I am a PostDoc researcher at Freie University of Berlin where I am currently the Principal Investigator of the project “The economy of Byzantine and Early Islamic Aswan mirrored in papyri, ostraca, inscriptions and the archeological evidence” funded by the German Research Foundation (DFG, project no. 421143221). The study aims at investigating economic change from a primarily Christian to a Muslim society and will be published in a monograph. I hold a PhD in Ancient History and developed a special focus in Greek, Coptic, and Arabic papyrology as well as Arabic epigraphy.

My research interests include the Roman, Byzantine, and Islamic economy (1st to 10th cent. CE) and are inspired by the interest to understand the economic and social drive behind transitional processes including which impact social norms and institutions may have had on these developments (e.g. City and Economy in Roman Egypt (transl.) (2014)). I published on the Muslim poll-tax in Egypt and proposed a new understanding of this hitherto as a Muslim institution understood tax (e.g. Schmidt, S., “Adopting and Adapting – Zur Kopfsteuer im frühislamischen Ägypten”, in: Proceedings of the 28th International Congress of Papyrology, August 1–6, 2016, Barcelona, Barcelona 2019, 586–593).

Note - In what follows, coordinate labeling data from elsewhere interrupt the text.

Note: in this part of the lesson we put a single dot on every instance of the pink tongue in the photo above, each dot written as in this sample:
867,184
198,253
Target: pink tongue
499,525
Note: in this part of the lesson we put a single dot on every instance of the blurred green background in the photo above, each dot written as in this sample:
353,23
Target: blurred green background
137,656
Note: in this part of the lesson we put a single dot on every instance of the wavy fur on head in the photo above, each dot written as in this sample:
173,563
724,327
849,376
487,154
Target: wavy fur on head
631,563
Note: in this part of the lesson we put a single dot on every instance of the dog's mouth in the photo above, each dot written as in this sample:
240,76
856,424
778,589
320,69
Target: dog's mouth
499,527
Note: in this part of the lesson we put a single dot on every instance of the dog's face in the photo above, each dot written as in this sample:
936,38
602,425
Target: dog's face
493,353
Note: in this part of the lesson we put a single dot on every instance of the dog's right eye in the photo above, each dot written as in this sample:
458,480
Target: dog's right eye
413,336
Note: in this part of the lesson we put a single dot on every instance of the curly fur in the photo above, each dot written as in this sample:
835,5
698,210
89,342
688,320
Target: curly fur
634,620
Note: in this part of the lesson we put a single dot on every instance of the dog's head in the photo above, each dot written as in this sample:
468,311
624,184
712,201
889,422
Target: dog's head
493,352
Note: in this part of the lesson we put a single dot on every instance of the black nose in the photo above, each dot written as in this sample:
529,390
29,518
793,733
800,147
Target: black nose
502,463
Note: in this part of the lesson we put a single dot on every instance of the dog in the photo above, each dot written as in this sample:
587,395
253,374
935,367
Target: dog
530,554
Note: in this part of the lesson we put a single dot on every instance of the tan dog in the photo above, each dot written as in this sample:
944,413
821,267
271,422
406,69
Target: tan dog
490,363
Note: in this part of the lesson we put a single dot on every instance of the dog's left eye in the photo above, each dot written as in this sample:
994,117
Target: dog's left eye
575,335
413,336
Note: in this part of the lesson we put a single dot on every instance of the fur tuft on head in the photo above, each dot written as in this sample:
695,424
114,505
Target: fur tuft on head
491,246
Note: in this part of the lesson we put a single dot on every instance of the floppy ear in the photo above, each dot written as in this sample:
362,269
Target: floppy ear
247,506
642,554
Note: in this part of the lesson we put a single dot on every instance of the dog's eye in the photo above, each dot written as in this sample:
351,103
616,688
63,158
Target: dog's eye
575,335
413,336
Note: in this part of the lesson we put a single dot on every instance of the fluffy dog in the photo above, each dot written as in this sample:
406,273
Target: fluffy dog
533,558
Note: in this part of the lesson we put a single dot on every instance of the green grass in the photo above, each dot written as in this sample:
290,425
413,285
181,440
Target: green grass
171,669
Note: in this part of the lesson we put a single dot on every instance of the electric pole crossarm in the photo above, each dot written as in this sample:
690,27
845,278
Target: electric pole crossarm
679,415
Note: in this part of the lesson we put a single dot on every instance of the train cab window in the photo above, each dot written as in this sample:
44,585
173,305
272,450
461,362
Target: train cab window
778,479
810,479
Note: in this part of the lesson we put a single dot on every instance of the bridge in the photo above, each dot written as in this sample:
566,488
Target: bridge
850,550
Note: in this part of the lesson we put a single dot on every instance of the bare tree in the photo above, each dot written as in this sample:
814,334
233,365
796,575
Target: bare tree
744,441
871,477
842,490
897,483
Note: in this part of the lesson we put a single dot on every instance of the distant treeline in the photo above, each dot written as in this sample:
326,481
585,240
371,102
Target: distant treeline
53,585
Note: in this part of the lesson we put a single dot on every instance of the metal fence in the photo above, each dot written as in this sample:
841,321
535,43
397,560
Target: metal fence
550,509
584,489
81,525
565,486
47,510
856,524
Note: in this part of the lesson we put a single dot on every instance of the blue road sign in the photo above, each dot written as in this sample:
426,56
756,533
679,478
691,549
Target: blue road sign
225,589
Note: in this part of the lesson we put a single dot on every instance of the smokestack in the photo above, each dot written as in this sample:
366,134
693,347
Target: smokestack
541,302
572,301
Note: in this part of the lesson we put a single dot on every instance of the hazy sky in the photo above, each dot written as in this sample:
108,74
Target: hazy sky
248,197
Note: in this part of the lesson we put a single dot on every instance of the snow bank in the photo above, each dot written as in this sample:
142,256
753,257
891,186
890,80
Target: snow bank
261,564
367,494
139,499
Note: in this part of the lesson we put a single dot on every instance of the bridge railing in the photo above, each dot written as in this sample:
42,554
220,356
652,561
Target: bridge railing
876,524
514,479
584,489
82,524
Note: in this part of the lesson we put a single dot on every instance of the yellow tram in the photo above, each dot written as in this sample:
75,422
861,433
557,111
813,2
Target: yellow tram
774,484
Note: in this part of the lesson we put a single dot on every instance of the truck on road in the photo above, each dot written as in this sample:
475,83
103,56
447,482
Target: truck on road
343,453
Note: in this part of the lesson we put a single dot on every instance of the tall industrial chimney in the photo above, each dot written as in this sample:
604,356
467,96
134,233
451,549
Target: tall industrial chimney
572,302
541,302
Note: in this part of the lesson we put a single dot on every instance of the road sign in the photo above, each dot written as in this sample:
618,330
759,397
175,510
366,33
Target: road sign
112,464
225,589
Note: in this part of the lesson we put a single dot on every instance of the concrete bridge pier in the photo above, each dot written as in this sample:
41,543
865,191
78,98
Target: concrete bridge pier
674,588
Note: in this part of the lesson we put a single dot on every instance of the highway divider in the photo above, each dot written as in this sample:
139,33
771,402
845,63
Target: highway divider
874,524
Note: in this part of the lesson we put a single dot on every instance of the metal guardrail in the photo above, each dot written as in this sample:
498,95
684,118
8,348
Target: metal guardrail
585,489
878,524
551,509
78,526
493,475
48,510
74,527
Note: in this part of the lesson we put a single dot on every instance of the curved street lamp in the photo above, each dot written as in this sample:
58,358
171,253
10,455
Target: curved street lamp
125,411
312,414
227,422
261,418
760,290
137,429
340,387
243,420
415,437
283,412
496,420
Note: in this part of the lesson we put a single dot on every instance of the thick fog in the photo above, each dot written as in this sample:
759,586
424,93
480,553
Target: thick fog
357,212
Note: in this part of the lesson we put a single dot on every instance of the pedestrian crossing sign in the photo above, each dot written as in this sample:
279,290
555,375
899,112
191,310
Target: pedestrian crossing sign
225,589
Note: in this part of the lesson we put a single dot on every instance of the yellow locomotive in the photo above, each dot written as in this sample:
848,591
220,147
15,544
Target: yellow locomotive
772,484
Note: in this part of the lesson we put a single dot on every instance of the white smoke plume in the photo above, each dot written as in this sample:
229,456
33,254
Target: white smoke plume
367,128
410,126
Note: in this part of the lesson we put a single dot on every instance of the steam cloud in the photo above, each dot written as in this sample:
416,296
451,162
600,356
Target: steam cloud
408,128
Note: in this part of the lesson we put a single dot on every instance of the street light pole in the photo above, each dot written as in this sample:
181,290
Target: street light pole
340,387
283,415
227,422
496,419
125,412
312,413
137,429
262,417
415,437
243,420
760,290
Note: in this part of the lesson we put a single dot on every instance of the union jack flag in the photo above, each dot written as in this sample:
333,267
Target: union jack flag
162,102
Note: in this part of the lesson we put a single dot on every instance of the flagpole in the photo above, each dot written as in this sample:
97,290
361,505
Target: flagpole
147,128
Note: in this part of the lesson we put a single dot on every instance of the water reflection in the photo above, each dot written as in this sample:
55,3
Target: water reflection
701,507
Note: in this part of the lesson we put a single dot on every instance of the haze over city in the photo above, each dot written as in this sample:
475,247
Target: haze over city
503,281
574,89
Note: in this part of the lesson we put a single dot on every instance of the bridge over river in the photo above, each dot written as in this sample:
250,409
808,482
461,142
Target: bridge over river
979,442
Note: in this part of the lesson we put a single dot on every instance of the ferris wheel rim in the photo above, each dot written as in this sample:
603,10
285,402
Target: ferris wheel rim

My most recent study is a holistic analysis of the formulaic patterns of about 1.500 Arabic tombstones from the Museum in Cairo in which I identify standard formulas for tombstones from early Islamic Aswan and Cairo (Schmidt, S., “The problem of the origin of tombstones from Aswan in the Museum of Islamic Art in Cairo”, Chronique d’Egypte 96/192 (2021), 353-370).